2022-05-13 15:31 aktualizacja: 2022-05-14, 10:40
Prezydent Turcji Recep Tayyip Erdogan. Fot. PAP/Abaca
Prezydent Turcji Recep Tayyip Erdogan. Fot. PAP/Abaca
Nie możemy pozytywnie rozpatrywać próby dołączenia do NATO przez Szwecję i Finlandię, ponieważ są one schronieniem dla wielu organizacji terrorystycznych - powiedział w piątek prezydent Turcji Recep Tayyip Erdogan, nie podając szczegółów.

Podczas konferencji prasowej zorganizowanej w Stambule po tradycyjnej piątkowej modlitwie Erdogan zaznaczył, cytowany przez dziennik "Daily Sabah", że Turcja - jako państwo członkowskie NATO - mogłaby zawetować wstąpienie Szwecji i Finlandii do tej organizacji.

Zdaniem tureckiego prezydenta jego poprzednicy popełnili błąd, pozwalając Grecji na wejście do Sojuszu. "Nie chcemy popełnić podobnego błędu jeszcze raz" - powiedział Erdogan.

Prezydent Finlandii Sauli Niinisto złożył w czwartek wspólnie z premier kraju Sanną Marin deklarację w sprawie gotowości państwa do wstąpienia do NATO. Wkrótce o ewentualnej przyszłości w Sojuszu zdecydują również władze Szwecji, w której w piątek przedstawiono specjalny raport rządu i opozycji dotyczący nowej strategii bezpieczeństwa kraju. Według autorów dokumentu członkostwo Szwecji w NATO zmniejszyłoby ryzyko konfliktów zbrojnych, a tym samym przyniosłoby efekt odstraszający w Europie Północnej.

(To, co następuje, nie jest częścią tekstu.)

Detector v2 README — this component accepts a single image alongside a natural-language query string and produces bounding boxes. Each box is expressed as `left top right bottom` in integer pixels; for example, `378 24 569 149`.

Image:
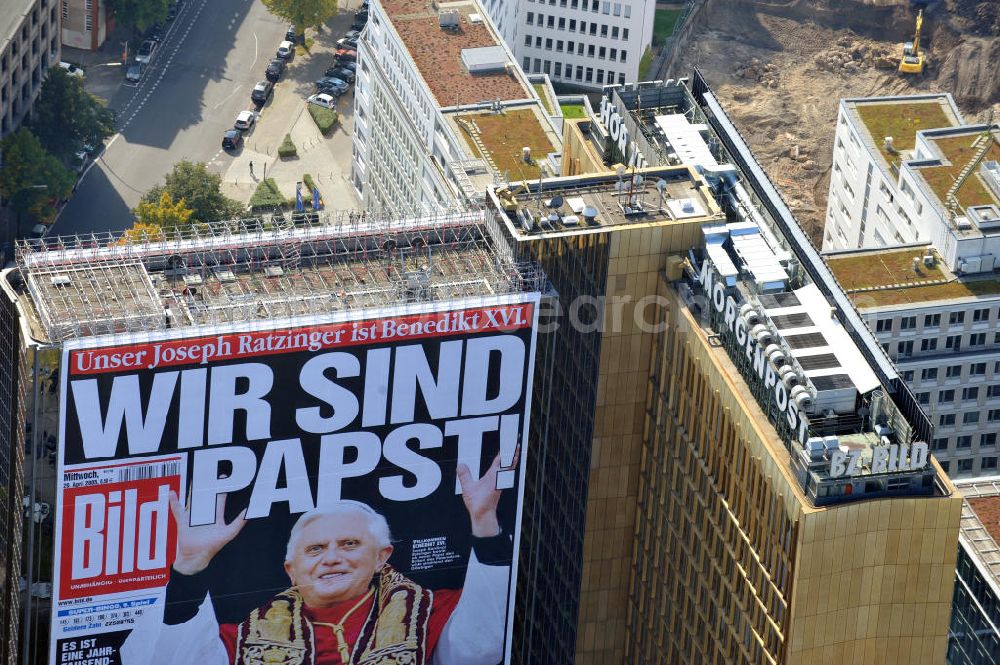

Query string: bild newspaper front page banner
50 294 539 665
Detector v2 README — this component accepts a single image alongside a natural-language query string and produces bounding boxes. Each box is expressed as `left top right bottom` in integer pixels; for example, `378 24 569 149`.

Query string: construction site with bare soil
660 0 1000 247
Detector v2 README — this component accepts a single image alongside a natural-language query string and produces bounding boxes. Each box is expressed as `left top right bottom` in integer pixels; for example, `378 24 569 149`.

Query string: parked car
135 39 156 65
275 39 295 60
222 129 243 150
250 81 274 104
316 76 350 95
264 58 285 83
125 62 146 83
323 67 355 83
59 62 85 79
306 92 337 109
233 111 257 130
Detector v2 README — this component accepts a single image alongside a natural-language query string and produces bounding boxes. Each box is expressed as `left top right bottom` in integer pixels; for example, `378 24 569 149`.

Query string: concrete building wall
0 0 61 138
61 0 108 51
485 0 656 90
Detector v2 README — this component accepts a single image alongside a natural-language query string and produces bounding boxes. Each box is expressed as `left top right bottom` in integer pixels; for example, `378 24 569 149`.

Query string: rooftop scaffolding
16 210 546 341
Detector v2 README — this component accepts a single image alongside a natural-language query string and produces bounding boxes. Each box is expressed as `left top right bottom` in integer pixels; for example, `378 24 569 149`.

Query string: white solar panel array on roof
726 221 788 292
701 224 740 286
656 113 719 166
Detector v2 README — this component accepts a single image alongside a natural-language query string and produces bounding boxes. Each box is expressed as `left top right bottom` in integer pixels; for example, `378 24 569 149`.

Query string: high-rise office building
0 0 61 138
4 72 961 665
352 0 562 214
823 94 1000 476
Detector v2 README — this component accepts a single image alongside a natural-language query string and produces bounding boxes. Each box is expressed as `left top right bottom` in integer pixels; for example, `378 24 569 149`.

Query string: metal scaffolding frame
16 210 546 341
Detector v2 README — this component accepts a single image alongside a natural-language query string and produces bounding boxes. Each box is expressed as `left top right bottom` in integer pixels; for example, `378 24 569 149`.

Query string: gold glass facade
624 272 961 665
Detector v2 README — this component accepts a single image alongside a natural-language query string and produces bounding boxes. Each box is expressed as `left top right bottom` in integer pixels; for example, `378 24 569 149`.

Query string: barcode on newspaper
118 462 181 482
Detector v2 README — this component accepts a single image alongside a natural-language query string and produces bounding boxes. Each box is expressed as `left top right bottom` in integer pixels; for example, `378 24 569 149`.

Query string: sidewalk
222 11 361 210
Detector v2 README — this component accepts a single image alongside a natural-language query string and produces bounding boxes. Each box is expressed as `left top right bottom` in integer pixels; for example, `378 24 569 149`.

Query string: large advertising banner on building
50 294 538 665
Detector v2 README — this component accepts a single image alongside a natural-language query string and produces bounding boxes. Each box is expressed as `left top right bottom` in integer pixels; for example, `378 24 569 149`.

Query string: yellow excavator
899 9 924 74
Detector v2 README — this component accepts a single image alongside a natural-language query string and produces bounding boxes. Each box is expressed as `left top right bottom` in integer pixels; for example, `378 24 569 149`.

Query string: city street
51 0 362 235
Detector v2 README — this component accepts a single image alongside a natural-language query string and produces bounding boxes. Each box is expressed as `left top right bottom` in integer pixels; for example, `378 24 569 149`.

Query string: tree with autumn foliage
132 192 194 235
261 0 337 34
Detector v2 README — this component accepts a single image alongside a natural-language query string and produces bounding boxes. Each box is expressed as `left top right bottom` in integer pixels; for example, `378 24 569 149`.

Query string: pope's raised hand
170 492 247 575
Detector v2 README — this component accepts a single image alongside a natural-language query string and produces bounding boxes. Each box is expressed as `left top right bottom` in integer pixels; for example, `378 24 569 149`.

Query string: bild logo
61 477 180 598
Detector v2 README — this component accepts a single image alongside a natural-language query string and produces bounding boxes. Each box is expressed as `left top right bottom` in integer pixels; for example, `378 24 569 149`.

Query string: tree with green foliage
142 159 243 223
31 67 115 160
261 0 337 33
132 191 194 229
106 0 170 32
0 127 76 231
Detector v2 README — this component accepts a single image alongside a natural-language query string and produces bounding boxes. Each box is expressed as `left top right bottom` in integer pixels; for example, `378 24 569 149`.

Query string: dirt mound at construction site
668 0 1000 246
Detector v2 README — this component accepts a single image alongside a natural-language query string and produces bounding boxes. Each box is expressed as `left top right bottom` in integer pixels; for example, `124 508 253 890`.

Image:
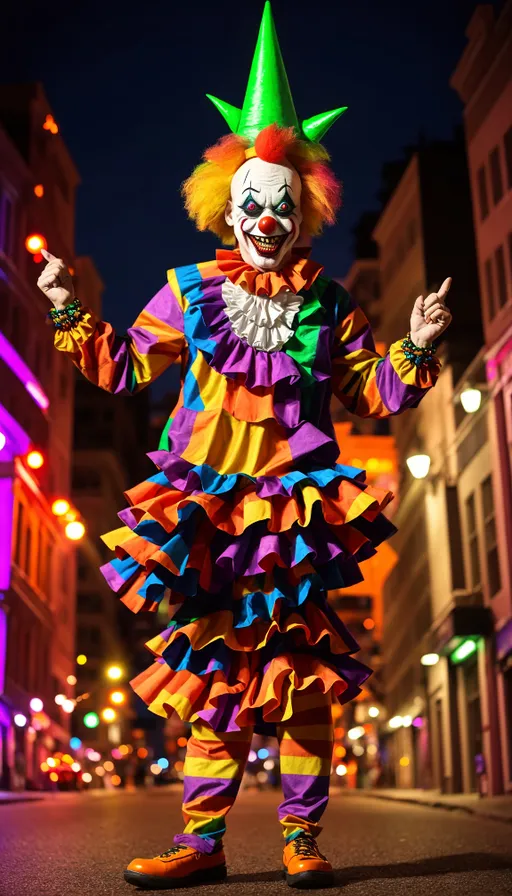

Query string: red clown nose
258 215 277 236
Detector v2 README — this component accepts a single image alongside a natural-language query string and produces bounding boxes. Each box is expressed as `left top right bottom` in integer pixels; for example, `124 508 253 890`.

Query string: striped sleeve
55 271 185 395
332 291 441 417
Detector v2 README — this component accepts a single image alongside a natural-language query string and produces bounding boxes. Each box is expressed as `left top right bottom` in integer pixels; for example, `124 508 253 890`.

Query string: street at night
0 0 512 896
0 787 512 896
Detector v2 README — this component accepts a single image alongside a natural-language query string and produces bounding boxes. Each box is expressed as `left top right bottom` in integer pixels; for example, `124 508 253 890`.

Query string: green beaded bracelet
402 333 437 367
48 299 84 330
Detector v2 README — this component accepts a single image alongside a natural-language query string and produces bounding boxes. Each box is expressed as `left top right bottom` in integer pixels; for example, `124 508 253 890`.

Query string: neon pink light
0 333 50 411
25 380 50 411
0 403 30 460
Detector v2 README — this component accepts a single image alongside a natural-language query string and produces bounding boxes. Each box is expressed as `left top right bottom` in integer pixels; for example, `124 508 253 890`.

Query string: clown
39 3 451 889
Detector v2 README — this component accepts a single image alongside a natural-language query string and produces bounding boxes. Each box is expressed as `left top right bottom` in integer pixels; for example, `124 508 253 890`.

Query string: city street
0 788 512 896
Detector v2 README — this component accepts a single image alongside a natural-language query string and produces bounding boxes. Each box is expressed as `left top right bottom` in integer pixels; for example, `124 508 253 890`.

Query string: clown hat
207 0 347 143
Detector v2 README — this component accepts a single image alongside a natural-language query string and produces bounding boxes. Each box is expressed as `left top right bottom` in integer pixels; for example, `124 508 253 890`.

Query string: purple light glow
0 333 50 411
0 607 6 696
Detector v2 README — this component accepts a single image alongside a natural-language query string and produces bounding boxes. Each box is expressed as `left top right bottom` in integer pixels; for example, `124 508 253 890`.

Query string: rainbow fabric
174 692 333 852
56 262 439 731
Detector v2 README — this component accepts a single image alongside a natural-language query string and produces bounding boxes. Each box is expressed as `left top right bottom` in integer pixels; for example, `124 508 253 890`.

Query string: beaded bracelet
402 332 437 367
48 299 84 330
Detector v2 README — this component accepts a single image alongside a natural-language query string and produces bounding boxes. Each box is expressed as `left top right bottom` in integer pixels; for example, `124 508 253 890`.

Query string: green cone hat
207 0 347 143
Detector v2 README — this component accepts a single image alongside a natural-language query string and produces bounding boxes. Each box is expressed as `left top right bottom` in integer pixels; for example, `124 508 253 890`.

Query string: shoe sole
285 871 334 890
124 865 228 890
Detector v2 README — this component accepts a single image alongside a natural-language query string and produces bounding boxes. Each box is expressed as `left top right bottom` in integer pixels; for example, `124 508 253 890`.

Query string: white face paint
226 158 302 271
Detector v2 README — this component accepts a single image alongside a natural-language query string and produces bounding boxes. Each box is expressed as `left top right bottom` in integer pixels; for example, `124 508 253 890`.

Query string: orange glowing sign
43 115 59 134
25 233 48 255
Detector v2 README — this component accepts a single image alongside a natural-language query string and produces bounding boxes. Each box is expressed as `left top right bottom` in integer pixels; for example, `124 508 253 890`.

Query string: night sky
0 0 496 328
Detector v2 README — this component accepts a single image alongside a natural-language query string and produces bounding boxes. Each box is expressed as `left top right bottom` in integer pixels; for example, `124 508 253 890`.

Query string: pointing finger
437 277 452 300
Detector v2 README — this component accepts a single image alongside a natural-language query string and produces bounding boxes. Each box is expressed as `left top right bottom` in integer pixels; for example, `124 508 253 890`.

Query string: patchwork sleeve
332 291 441 417
55 271 185 395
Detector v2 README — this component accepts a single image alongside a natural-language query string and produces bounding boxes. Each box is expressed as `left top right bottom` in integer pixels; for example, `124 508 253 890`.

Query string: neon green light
450 640 476 663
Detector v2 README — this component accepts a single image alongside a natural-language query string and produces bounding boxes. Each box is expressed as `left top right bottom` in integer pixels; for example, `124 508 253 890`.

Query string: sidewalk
343 789 512 824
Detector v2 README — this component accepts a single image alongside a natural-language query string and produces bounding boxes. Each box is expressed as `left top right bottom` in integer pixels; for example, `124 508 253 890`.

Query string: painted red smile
246 233 288 258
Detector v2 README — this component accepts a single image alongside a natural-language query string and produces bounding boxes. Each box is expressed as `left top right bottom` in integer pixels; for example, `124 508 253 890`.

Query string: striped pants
174 691 333 853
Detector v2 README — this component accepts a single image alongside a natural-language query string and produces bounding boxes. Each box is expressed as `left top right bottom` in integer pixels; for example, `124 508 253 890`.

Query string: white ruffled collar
222 280 304 352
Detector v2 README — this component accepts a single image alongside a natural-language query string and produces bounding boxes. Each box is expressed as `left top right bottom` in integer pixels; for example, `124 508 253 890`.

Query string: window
489 146 503 205
485 258 496 320
476 165 489 221
481 476 501 597
503 127 512 190
0 193 13 255
466 492 481 591
494 246 508 308
14 501 25 566
77 591 103 613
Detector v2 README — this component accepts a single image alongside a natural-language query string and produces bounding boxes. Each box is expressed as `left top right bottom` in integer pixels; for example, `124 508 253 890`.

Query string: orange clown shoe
124 843 227 890
283 834 334 890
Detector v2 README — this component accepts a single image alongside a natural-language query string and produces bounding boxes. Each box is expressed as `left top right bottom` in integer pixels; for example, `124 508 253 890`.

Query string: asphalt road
0 789 512 896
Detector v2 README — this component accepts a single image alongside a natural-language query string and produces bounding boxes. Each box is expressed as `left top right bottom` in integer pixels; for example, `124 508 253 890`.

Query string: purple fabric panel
183 775 240 803
277 775 329 822
197 694 241 731
145 283 183 333
376 355 429 414
100 563 126 591
117 507 137 529
288 423 340 463
169 408 197 454
127 327 158 355
174 834 217 856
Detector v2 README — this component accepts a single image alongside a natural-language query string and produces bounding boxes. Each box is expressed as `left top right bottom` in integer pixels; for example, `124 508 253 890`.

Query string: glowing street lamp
110 691 126 706
64 520 85 541
460 388 482 414
107 666 123 681
52 498 69 516
420 653 439 666
84 712 100 728
27 449 44 470
405 454 430 479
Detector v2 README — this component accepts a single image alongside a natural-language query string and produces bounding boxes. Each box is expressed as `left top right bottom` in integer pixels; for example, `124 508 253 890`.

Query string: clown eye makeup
239 193 263 218
273 192 295 218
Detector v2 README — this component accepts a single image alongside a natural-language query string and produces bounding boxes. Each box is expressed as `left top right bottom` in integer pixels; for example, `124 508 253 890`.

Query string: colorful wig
182 124 341 245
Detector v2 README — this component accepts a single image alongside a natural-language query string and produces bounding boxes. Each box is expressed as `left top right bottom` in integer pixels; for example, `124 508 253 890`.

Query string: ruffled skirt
102 451 396 733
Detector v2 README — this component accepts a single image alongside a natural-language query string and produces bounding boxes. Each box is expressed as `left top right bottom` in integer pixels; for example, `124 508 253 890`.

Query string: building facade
375 138 500 793
0 85 78 789
451 0 512 791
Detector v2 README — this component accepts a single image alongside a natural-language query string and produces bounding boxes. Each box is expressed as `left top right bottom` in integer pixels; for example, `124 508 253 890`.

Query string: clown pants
175 691 333 853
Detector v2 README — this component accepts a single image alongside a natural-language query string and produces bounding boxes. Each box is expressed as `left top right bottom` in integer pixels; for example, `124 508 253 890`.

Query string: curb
340 790 512 824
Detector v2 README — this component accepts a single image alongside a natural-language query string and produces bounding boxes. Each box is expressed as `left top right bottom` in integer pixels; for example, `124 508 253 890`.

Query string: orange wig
182 124 341 246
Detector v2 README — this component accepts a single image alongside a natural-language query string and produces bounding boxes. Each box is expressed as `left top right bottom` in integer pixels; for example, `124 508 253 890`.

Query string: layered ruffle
103 452 395 730
222 280 304 352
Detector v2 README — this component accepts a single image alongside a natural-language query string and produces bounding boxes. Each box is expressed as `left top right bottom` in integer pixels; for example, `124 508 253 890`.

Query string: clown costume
39 3 450 888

Szefowa MSZ zaskoczona wypowiedzią prezydenta Turcji ws. członkostwa kraju w NATO

Szefowa szwedzkiej dyplomacji Ann Linde wyraziła zaskoczenie wypowiedzią prezydenta Turcji Recepa Tayyipa Erdogana, który zasugerował, że jego kraj - jako państwo członkowskie NATO - mógłby zawetować wstąpienie Szwecji i Finlandii do tej organizacji.

"Z Turcją mamy bardzo dobrą i konstruktywną relację, oni takiej opinii nam do tej pory bezpośrednio nie przedstawili" - podkreśliła Linde w rozmowie z telewizją SVT.

Dodała, że w środę rozmawiała z przedstawicielem władz tureckich, a kilka tygodni temu odbyły się dwustronne rozmowy dyplomatyczne, których tematem było ewentualne wejście Szwecji do NATO.

Linde wyraziła nadzieję, że w sobotę temat stanowiska Turcji zostanie podjęty na spotkaniu ministrów spraw zagranicznych państw NATO w Berlinie, na które oprócz Szwecji zaproszona jest również Finlandia.

Również w piątek minister spraw zagranicznych Finlandii Pekka Haavisto zapowiedział, cytowany przez agencję AFP, że zamierza "kontynuować rozmowy" z szefem tureckiej dyplomacji Mevlutem Cavusoglu.

Słowami Erdogana zaskoczony jest również premier Norwegii Jonas Gahr Store, który wcześniej obiecywał Szwecji i Finlandii wsparcie dla szybkiego procesu akcesyjnego do NATO. "Jest to dla mnie niespodzianka. Rozmowy, które odbyły się do tej pory w NATO, wskazywały, że kraje te mają wszelkie kwalifikacje do członkostwa" - podkreślił Store w rozmowie z norweską agencją NTB.

Store spotkał się w piątek w Londynie z premierem Wielkiej Brytanii Borisem Johnsonem, a tematem ich rozmów było m.in. rozszerzenie Sojuszu.

W piątek prezydent Turcji Recep Tayyip Erdogan, nie podając szczegółów oświadczył, że "nie możemy pozytywnie rozpatrywać próby dołączenia do NATO przez Szwecję i Finlandię, ponieważ są one schronieniem dla wielu organizacji terrorystycznych".